Time Period3 Months [change]
DirectionMoves Together 
StrengthSignificant
Accuracy100.0%
ValuesDaily Returns

Core Fixed Income  vs.  Metropolitan West High

 Performance 
       Timeline  
Core Fixed Income 

Risk-Adjusted Performance

Fair

 
Weak
 
Strong
Compared to the overall equity markets, risk-adjusted returns on investments in Core Fixed Income are ranked lower than 10 (%) of all funds and portfolios of funds over the last 90 days. In spite of fairly strong basic indicators, Core Fixed is not utilizing all of its potentials. The current stock price disturbance, may contribute to short-term losses for the investors.
Metropolitan West High 

Risk-Adjusted Performance

Solid

 
Weak
 
Strong
Compared to the overall equity markets, risk-adjusted returns on investments in Metropolitan West High are ranked lower than 17 (%) of all funds and portfolios of funds over the last 90 days. In spite of fairly strong forward indicators, Metropolitan West is not utilizing all of its potentials. The current stock price disturbance, may contribute to short-term losses for the investors.

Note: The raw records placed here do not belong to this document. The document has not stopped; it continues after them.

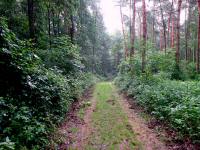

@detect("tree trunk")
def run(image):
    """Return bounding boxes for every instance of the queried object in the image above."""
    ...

[70,15,75,43]
[120,1,128,59]
[176,0,182,65]
[196,0,200,73]
[47,2,51,49]
[159,0,167,53]
[28,0,36,42]
[185,1,191,61]
[130,0,136,57]
[142,0,147,72]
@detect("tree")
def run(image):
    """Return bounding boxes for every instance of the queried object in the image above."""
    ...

[142,0,147,72]
[130,0,136,57]
[176,0,182,65]
[196,0,200,73]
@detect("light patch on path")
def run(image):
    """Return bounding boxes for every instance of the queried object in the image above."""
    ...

[61,82,168,150]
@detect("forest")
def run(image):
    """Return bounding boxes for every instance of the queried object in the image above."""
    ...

[0,0,200,150]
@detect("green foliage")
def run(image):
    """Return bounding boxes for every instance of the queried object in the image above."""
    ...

[38,36,84,75]
[0,19,95,149]
[116,74,200,142]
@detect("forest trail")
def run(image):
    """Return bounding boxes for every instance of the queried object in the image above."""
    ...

[61,82,167,150]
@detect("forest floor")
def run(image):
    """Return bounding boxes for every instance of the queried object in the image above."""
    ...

[60,82,168,150]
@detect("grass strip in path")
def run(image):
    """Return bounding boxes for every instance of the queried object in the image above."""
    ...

[83,82,140,150]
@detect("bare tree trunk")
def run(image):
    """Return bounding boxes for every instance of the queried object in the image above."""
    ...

[176,0,182,64]
[171,15,175,48]
[160,31,163,51]
[28,0,36,42]
[130,0,136,57]
[142,0,147,72]
[159,0,167,53]
[120,2,128,59]
[196,0,200,73]
[70,15,75,43]
[168,0,174,48]
[47,2,51,49]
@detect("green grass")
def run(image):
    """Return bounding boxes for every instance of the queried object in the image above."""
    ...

[85,82,138,150]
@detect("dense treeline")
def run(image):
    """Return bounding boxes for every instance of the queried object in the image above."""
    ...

[115,0,200,143]
[0,0,112,149]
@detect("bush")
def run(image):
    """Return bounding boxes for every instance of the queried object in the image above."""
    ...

[0,17,95,149]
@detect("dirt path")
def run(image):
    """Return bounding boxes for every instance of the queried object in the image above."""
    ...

[60,82,167,150]
[120,94,168,150]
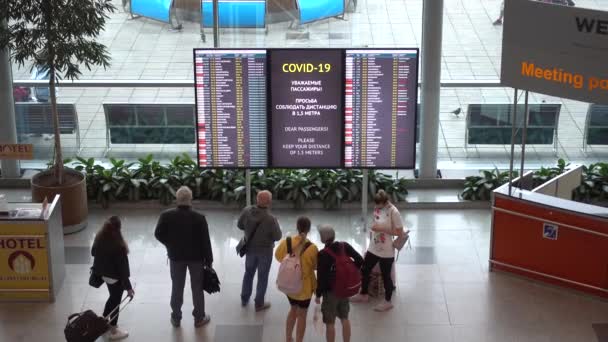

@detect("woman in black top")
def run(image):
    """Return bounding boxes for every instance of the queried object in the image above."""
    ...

[91,216,135,341]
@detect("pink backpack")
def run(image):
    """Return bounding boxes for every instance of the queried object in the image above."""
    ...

[323,243,361,298]
[277,237,312,295]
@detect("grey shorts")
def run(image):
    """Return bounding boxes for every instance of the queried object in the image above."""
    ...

[321,292,350,324]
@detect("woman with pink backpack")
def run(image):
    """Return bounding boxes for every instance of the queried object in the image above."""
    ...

[274,216,319,342]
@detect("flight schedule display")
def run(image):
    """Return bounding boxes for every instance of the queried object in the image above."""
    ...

[344,49,418,169]
[194,49,268,168]
[268,49,344,168]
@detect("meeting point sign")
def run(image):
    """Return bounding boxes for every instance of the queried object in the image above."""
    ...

[500,0,608,104]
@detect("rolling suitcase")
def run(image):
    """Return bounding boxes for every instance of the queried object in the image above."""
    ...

[63,296,133,342]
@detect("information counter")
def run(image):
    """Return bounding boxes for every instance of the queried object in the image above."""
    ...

[0,196,65,302]
[490,185,608,297]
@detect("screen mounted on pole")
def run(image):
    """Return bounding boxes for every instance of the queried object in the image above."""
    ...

[194,49,268,168]
[344,49,418,169]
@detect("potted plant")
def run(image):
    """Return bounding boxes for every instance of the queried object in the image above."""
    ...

[0,0,115,233]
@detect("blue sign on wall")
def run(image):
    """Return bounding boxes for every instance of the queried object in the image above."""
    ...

[131,0,173,23]
[201,0,266,28]
[297,0,344,24]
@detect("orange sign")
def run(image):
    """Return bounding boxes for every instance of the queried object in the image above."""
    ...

[0,223,50,299]
[0,144,34,160]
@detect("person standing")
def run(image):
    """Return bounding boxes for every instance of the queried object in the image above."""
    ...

[351,190,405,311]
[237,190,282,311]
[274,216,319,342]
[315,225,363,342]
[91,216,135,341]
[154,186,213,328]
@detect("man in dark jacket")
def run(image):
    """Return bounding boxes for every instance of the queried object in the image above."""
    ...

[154,186,213,328]
[237,190,282,311]
[315,224,363,342]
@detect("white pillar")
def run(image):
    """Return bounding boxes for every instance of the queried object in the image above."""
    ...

[419,0,443,178]
[0,21,21,178]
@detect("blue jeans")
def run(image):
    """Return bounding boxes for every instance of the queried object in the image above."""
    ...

[170,261,205,322]
[241,252,272,307]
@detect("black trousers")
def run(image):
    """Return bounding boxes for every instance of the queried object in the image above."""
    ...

[103,281,125,327]
[361,252,395,302]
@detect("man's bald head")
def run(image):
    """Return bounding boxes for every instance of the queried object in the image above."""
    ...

[256,190,272,208]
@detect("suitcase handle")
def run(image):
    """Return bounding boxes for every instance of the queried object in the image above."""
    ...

[104,295,133,322]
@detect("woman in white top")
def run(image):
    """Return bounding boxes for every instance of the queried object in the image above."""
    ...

[351,190,405,311]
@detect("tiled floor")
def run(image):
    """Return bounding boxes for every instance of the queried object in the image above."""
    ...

[8,0,608,169]
[0,209,608,342]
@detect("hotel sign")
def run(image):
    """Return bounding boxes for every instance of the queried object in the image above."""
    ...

[500,0,608,104]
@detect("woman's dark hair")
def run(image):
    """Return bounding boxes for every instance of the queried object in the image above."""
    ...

[296,216,310,234]
[374,190,388,204]
[93,216,129,254]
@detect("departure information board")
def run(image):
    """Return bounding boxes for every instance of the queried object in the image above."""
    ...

[194,50,268,168]
[344,49,418,169]
[268,49,344,168]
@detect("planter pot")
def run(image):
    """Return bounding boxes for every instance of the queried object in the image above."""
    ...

[32,168,89,234]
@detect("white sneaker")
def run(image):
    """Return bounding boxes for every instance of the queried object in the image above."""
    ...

[108,328,129,341]
[374,300,393,312]
[350,293,369,303]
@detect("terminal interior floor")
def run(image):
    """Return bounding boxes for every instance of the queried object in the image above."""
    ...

[0,209,608,342]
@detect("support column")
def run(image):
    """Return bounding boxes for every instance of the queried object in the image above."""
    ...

[419,0,443,178]
[213,0,220,48]
[361,169,369,232]
[0,20,21,178]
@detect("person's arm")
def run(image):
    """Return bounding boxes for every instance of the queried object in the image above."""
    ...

[236,208,249,230]
[201,216,213,266]
[315,251,331,298]
[154,213,169,246]
[272,217,283,241]
[274,240,287,262]
[390,206,405,236]
[344,242,363,268]
[118,252,133,291]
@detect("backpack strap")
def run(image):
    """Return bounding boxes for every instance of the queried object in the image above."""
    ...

[300,240,312,256]
[286,236,293,255]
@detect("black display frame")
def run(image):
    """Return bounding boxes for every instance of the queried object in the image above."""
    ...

[342,47,420,170]
[192,47,420,170]
[192,48,272,170]
[266,48,346,170]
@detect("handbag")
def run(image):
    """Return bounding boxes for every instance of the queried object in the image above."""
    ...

[236,220,262,258]
[203,266,220,294]
[89,267,104,289]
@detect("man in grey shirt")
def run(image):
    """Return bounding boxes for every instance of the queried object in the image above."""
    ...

[237,190,282,311]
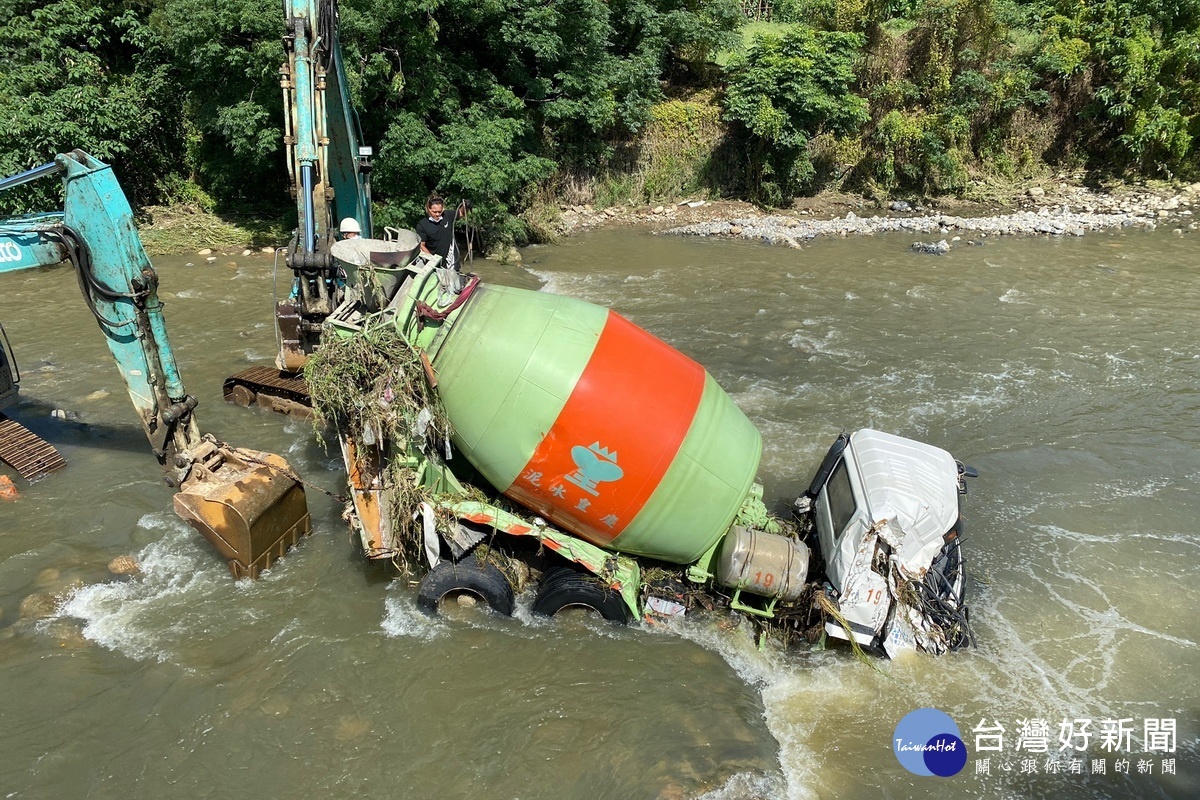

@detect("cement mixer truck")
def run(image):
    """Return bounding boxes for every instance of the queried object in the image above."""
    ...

[305,239,974,655]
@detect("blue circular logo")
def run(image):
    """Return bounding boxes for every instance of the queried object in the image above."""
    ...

[892,709,967,777]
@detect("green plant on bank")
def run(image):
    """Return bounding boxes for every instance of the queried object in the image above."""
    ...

[0,0,1200,237]
[725,25,868,205]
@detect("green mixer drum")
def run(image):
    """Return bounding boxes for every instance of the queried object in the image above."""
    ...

[433,285,762,564]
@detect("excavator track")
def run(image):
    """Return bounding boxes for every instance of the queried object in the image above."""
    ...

[223,367,312,417]
[0,414,67,481]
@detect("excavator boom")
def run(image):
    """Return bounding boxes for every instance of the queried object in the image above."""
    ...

[0,150,311,577]
[224,0,373,416]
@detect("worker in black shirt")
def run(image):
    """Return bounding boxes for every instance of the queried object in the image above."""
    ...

[416,194,470,270]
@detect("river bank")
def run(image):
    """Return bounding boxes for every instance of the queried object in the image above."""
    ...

[547,184,1200,253]
[139,182,1200,261]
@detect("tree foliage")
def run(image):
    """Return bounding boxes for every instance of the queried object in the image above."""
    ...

[0,0,181,211]
[726,24,868,205]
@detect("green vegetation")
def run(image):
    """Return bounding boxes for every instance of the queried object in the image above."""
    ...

[0,0,1200,243]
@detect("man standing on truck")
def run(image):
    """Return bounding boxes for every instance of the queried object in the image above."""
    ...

[416,194,470,270]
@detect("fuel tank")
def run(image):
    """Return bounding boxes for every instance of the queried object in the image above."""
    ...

[430,284,762,564]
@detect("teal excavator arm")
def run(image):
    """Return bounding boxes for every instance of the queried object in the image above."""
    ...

[276,0,373,373]
[0,150,311,577]
[224,0,374,416]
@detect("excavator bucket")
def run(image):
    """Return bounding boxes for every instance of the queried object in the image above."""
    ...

[175,447,312,578]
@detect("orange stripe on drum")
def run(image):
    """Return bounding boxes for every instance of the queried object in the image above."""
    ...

[504,312,704,546]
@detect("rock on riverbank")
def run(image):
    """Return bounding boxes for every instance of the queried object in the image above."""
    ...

[658,185,1200,253]
[552,184,1200,252]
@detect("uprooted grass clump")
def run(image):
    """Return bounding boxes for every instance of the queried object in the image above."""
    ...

[305,325,455,571]
[305,325,451,451]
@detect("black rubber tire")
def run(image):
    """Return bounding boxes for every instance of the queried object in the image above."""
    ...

[416,557,516,616]
[533,566,632,625]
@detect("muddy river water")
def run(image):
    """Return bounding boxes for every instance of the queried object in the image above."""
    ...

[0,221,1200,800]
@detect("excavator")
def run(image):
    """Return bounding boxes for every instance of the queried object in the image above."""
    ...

[223,0,373,416]
[0,150,312,578]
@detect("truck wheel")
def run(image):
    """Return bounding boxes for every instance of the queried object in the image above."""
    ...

[416,557,515,616]
[533,566,630,625]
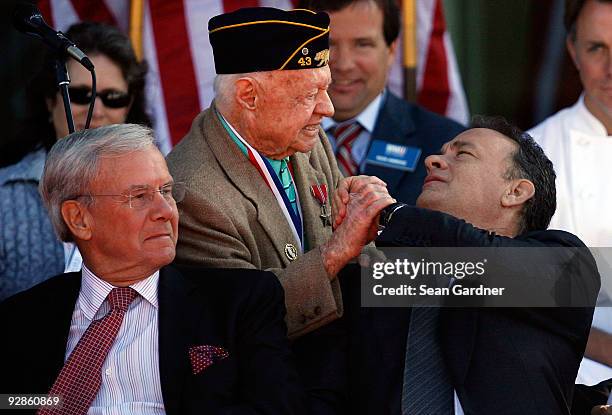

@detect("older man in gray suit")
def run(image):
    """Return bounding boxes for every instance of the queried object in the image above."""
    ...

[168,8,393,338]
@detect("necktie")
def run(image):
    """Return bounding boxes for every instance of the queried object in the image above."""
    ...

[334,121,363,177]
[278,159,297,213]
[38,287,136,415]
[402,307,454,415]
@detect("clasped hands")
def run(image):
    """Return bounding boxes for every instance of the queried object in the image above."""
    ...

[320,176,396,278]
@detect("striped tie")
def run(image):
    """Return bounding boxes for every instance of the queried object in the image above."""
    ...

[334,121,363,177]
[38,287,137,415]
[402,307,455,415]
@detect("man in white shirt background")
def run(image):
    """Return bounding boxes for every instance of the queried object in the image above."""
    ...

[529,0,612,412]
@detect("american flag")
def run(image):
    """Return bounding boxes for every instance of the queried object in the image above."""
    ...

[38,0,468,153]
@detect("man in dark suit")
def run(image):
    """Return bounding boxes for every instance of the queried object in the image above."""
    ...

[335,119,599,415]
[301,0,464,204]
[0,124,303,414]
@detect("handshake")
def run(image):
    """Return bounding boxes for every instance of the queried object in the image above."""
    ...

[319,176,396,279]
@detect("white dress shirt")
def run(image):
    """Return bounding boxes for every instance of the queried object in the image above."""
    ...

[529,95,612,385]
[65,264,165,415]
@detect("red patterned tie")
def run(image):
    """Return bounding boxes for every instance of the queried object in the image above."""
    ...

[38,287,137,415]
[334,121,363,177]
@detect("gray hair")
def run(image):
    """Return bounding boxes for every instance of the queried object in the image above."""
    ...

[39,124,155,242]
[213,74,243,107]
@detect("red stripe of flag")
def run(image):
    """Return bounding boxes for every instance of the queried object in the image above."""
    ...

[417,0,450,115]
[149,0,204,145]
[223,0,259,13]
[72,0,117,26]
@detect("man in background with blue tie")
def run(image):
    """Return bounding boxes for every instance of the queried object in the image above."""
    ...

[300,0,464,204]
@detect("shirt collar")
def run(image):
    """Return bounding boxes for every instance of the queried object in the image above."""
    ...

[0,148,47,184]
[79,264,159,321]
[321,90,387,134]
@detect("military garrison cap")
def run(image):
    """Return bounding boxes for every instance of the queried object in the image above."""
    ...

[208,7,329,74]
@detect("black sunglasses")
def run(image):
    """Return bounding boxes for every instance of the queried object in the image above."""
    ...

[68,86,132,108]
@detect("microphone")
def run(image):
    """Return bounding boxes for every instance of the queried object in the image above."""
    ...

[13,3,94,72]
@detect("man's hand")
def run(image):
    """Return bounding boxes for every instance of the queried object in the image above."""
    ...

[319,176,395,278]
[332,176,388,229]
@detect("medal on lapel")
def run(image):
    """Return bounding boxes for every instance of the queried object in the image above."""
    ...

[310,183,331,226]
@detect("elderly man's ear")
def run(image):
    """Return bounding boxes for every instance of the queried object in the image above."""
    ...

[62,200,92,241]
[501,179,535,207]
[236,77,257,111]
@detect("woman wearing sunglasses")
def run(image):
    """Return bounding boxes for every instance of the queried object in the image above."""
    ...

[0,22,151,301]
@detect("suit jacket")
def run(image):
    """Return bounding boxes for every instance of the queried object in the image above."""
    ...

[168,106,342,337]
[343,206,599,415]
[363,91,465,204]
[0,266,303,414]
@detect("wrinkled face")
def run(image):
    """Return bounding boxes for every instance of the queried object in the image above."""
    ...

[249,66,334,159]
[329,2,396,121]
[47,55,129,138]
[417,128,518,230]
[82,146,178,275]
[567,0,612,130]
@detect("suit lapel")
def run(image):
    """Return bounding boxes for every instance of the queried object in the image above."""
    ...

[158,267,204,414]
[364,92,415,194]
[202,105,302,258]
[36,272,81,393]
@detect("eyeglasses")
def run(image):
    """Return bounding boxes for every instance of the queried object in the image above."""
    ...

[68,86,132,108]
[77,182,185,209]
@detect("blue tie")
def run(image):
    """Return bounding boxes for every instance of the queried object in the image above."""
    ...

[278,159,297,213]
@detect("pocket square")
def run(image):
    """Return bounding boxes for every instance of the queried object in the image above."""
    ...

[189,344,229,375]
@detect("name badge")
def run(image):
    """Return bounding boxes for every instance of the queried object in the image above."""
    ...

Core Fixed and Metropolitan West Volatility Contrast

   Predicted Return Density   
       Returns  

Pair Trading with Core Fixed and Metropolitan West

The main advantage of trading using opposite Core Fixed and Metropolitan West positions is that it hedges away some unsystematic risk. Because of two separate transactions, even if Core Fixed position performs unexpectedly, Metropolitan West can make up some of the losses. Pair trading also minimizes risk from directional movements in the market. For example, if an entire industry or sector drops because of unexpected headlines, the short position in Metropolitan West will offset losses from the drop in Metropolitan West's long position.
The idea behind Core Fixed Income and Metropolitan West High pairs trading is to make the combined position market-neutral, meaning the overall market's direction will not affect its win or loss (or potential downside or upside). This can be achieved by designing a pairs trade with two highly correlated stocks or equities that operate in a similar space or sector, making it possible to obtain profits through simple and relatively low-risk investment.
Check out your portfolio center.
Note that this page's information should be used as a complementary analysis to find the right mix of equity instruments to add to your existing portfolios or create a brand new portfolio. You can also try the ETFs module to find actively traded Exchange Traded Funds (ETF) from around the world.